The Beyond Nuclear petition for review asks the court to overturn the 2018 and 2020 decisions, and to halt the NRC’s review of Holtec’s license application. Holtec and the NRC declined Friday to comment on the appeal.
Holtec plans to build the facility on 1,000 acres of land provided by the Eddy-Lea Energy Alliance, a coalition of the cities of Hobbs and Carlsbad and Lea and Eddy counties. The New Jersey-based energy technology firm in March 2017 applied for the federal license to take in 8,680 metric tons of used nuclear fuel for up to 40 years. The facility, with further NRC approvals, could hold more than 100,000 metric tons for up to 120 years.
Beyond Nuclear was one of several advocacy groups and commercial concerns that opposed licensing the below-ground storage operation, along with a smaller facility planned by the Interim Storage Partners joint venture just across the border in Andrews County, Texas. Many of the same organizations filed petitions to intervene in both license applications.
Opponents contend the proposed New Mexico facility could leak radioactive contaminants into the groundwater in an oil-producing region, and that there is too great of a risk of accidents involving radioactivity as hundreds of spent fuel canisters are transported by rail and trucks across the nation to Lea County. They are also afraid the two proposed interim facilities could become permanent if the federal government never meets its congressional directive to build a geologic repository for used fuel and high-level radioactive waste.
There is now over 80,000 metric tons of radioactive spent fuel stored around the nation, which is growing by about 2,000 metric tons per year. The Department of Energy is required to dispose of the material under the 1982 Nuclear Waste Policy Act.
In October 2018, the NRC rejected separate motions from Beyond Nuclear and regional energy concerns Fasken Land and Minerals and and Permian Basin Land and Royalty Owners to dismiss the Holtec and Interim Storage Partners license applications. The decision was procedural, according to the order from Secretary of the Commission Annette Vietti-Cook: NRC “regulations do not … provide for the filing of threshold ‘motions to dismiss.’”
In May 2019, a three-member NRC Atomic Safety and Licensing Board rejected all petitions for intervention by Beyond Nuclear, the Fasken team, the Sierra Club, and other organizations. If approved, the organizations would be able to argue contentions against licensing at an NRC adjudicatory hearing. In the April decision in question, the four serving NRC commissioners rejected nearly all appeals of the Atomic Safety and Licensing Board ruling – including that from Beyond Nuclear.
Beyond Nuclear’s contention before the NRC was based on the Nuclear Waste Policy Act’s language that used fuel must be under federal ownership before it can be moved from the reactors of origin, and that cannot happen until a permanent storage repository is available.

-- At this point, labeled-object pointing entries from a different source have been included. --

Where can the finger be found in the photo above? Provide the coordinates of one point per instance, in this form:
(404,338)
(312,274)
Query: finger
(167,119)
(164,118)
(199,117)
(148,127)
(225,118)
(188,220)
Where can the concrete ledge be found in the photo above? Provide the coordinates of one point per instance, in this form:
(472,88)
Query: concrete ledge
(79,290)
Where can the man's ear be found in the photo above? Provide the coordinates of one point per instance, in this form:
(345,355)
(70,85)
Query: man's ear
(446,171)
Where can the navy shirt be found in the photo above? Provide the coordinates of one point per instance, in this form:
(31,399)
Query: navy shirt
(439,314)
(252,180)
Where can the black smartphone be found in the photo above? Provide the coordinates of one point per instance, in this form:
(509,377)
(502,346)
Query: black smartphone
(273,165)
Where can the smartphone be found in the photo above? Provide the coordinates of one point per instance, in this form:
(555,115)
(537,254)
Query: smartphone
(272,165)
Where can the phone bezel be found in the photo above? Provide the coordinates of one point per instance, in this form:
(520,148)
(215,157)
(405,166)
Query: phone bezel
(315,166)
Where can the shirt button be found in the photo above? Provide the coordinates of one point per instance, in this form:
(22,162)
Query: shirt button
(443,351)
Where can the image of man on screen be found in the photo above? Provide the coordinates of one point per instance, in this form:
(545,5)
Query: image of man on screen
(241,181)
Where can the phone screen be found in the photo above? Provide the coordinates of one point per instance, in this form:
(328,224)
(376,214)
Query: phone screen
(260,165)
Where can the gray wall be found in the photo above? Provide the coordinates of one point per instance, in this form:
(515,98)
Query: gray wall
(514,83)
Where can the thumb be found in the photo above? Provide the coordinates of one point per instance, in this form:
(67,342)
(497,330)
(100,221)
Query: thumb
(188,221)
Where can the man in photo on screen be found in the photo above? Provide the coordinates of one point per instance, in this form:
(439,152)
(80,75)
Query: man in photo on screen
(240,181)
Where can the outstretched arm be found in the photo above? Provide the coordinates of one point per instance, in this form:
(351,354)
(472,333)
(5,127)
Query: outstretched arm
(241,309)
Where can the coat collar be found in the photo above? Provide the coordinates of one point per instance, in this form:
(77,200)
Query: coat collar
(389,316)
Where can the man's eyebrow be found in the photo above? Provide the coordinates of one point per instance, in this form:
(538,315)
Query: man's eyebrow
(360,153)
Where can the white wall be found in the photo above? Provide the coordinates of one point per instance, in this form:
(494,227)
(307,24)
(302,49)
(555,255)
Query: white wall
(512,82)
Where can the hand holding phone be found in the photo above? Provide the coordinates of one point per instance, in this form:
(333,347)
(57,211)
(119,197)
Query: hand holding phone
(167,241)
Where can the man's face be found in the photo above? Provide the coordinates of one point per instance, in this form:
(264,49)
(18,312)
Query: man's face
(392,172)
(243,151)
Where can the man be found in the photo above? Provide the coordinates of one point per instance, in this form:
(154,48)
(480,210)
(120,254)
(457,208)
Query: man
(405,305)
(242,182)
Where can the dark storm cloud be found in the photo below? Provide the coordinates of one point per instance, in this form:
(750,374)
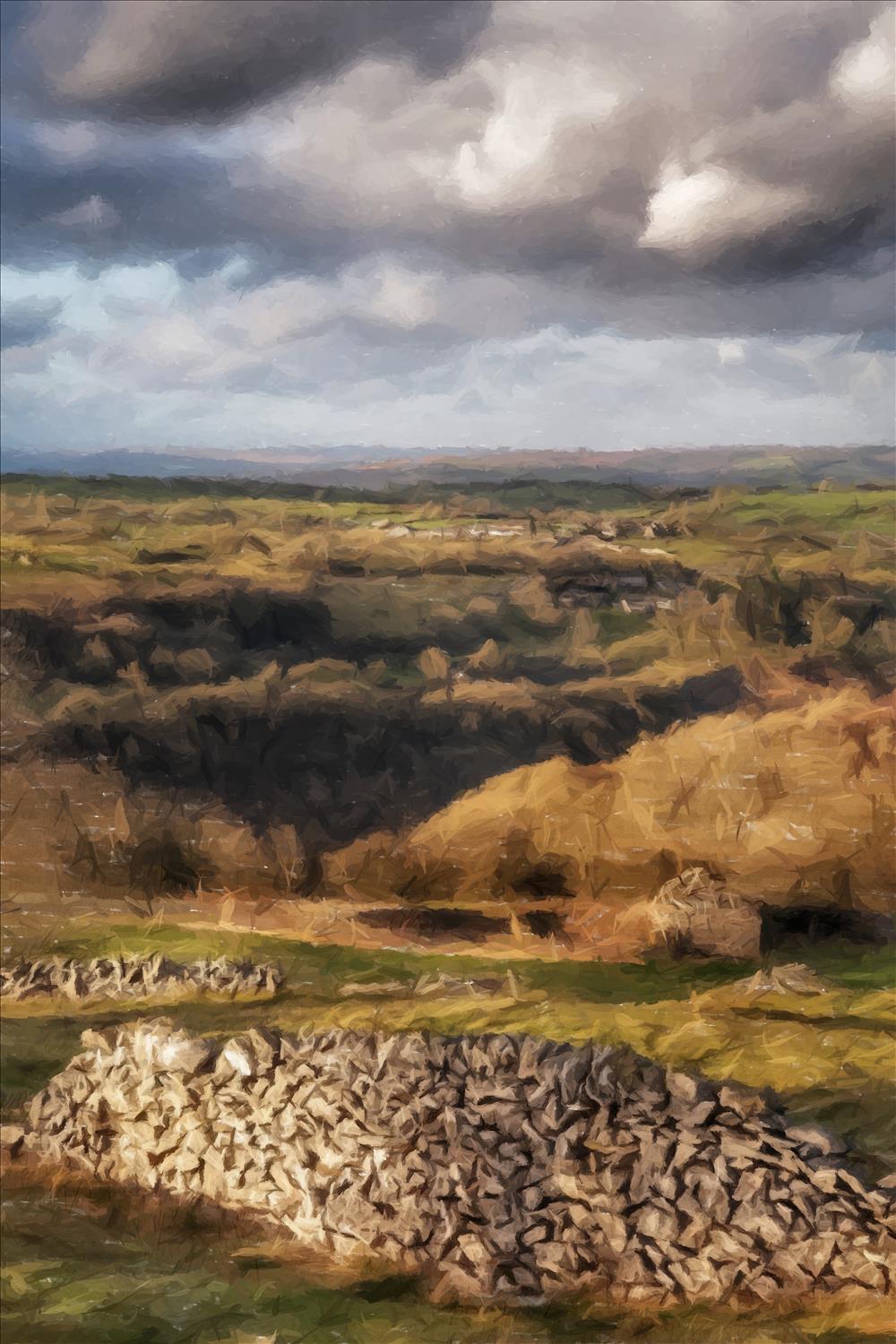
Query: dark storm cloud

That facility does not exist, and the Trump administration this year has given up on the federal government’s latest attempt to resume the long-frozen licensing for the repository under Yucca Mountain, Nev.
The federal Administrative Procedure Act further disallows any action by a federal agency “not in accordance with the law” or “in excess of statutory jurisdiction, authority, or limitation,” according to Beyond Nuclear. Holtec responded that it could just contract directly with nuclear utilities to take their used fuel, a position accepted by the Atomic Safety and Licensing Board and the commission.
At the heart of Beyond Nuclear’s appeal is the NRCs admission that it would indeed be illegal under the Nuclear Waste Policy Act for the Energy Department to itself ship the spent fuel directly to the Holtec facility.
“Our claim is simple,” Beyond Nuclear attorney Diane Curran said in a press release. “The NRC is not above the law, nor does it stand apart from it.”
In a related matter, the NRC has scheduled a webinar for 3 p.m. Mountain time on June 23 on agency staff’s draft environmental impact statement for the proposed Holtec facility. In the March 10 document, staff preliminarily recommended licensing the facility.
The agency is accepting public comments on the draft EIS through July 22. The final version is expected next March, followed by the NRC’s decision on the license application. Holtec hopes within a couple years afterward to begin operations.